PlayAI Dialog generally available; beats industry leading model 3 to 1 in human preference testing

PlayAI Dialog generally available; beats industry leading model 3 to 1 in human preference testing

February 3, 2025.  PlayAI’s Dialog Text-to-Speech model is now in general availability, bringing multilingual capabilities, and exceptional performance to applications requiring emotive, human-like speech.  In recent third-party benchmark tests, Dialog was preferred by 10:1 vs. ElevenLabs v2.5 Turbo, and by over 3:1 vs. ElevenLabs Multilingual v2.0.

Play the video below to find out what it sounds like, or visit our AI voiceover Studio to try it for yourself.

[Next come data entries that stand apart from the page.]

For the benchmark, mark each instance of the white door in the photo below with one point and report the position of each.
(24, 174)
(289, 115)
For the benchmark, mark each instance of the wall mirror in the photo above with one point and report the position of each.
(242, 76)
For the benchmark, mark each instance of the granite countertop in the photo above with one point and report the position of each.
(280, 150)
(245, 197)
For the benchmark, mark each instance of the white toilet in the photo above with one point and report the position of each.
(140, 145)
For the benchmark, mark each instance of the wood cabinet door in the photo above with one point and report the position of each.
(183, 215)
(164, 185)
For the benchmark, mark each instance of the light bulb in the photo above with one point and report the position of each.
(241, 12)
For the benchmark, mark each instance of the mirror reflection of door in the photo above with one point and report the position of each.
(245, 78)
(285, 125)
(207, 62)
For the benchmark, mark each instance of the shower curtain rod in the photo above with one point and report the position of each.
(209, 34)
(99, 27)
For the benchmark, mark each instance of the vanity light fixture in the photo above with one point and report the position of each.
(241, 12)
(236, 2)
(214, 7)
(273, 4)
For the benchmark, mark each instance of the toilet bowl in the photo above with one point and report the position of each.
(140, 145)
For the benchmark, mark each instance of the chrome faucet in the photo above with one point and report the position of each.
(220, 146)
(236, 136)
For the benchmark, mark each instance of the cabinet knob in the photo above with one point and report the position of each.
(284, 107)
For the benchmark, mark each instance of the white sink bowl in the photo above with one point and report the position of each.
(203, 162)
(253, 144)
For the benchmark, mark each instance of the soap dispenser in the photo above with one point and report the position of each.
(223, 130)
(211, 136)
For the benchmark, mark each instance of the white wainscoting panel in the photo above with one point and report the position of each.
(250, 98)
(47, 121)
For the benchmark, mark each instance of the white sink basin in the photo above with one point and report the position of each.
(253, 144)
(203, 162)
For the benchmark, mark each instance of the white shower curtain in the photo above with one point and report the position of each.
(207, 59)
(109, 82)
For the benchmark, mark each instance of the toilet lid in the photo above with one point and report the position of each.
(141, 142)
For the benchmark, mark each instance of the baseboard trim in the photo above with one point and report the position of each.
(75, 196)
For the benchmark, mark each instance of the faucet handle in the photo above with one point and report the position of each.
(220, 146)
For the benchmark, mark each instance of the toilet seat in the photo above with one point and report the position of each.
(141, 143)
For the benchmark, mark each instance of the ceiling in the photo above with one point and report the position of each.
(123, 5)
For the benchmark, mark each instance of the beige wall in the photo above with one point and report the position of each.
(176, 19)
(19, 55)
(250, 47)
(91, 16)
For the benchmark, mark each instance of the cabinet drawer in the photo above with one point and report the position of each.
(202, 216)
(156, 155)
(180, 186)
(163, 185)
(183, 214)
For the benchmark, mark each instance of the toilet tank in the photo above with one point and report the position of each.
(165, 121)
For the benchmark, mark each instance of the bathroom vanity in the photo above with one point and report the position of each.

PlayDialog has the most human sounding voices for business and narrations

Many applications for voice AI depend on low latency, which is why we tested Dialog against ElevenLabs’ v2.5 Turbo model. Both products have similar Time-to-First-Audio (TTFA), and are suitable for low latency applications like voice agents, contact centers, gaming and entertainment. Dialog’s fluid and emotionally coherent speech led people to prefer it to 10:1 over v2.5 Turbo, indicating that frontier voice AI models are solving the problem of balancing quality of output with speed of output.  

Comparing Dialog to ElevenLabs’ Multilingual v2.0 (which has longer latency and would be more suited to applications like dubbing), we tested 60 male and female voice generations using identical text with a panel of 100 respondents.  In these tests, Dialog was preferred 76% of the time, or over 3 to 1 vs. ElevenLabs.  

In both benchmarking analyses, respondents highlighted accurate expressiveness, and pacing as key reasons for the preference.  

Customers love it too:   “NextKast built a fully automated AI DJ for our radio station customers using PlayAI Dialog voices.  We love how expressive, emotional, and natural the voices sound, and didn’t find anything else close in the market.  In radio, keeping your audience engaged is the whole game, and Play’s voices do that” – Winston Potgieter, Founder, Axis Entertainment  


Figure 1:  Human preference comparison between PlayDialog and Elevenlabs Multilingual v2.0 across 60 samples.


Figure 2: Reason given for expressed preference.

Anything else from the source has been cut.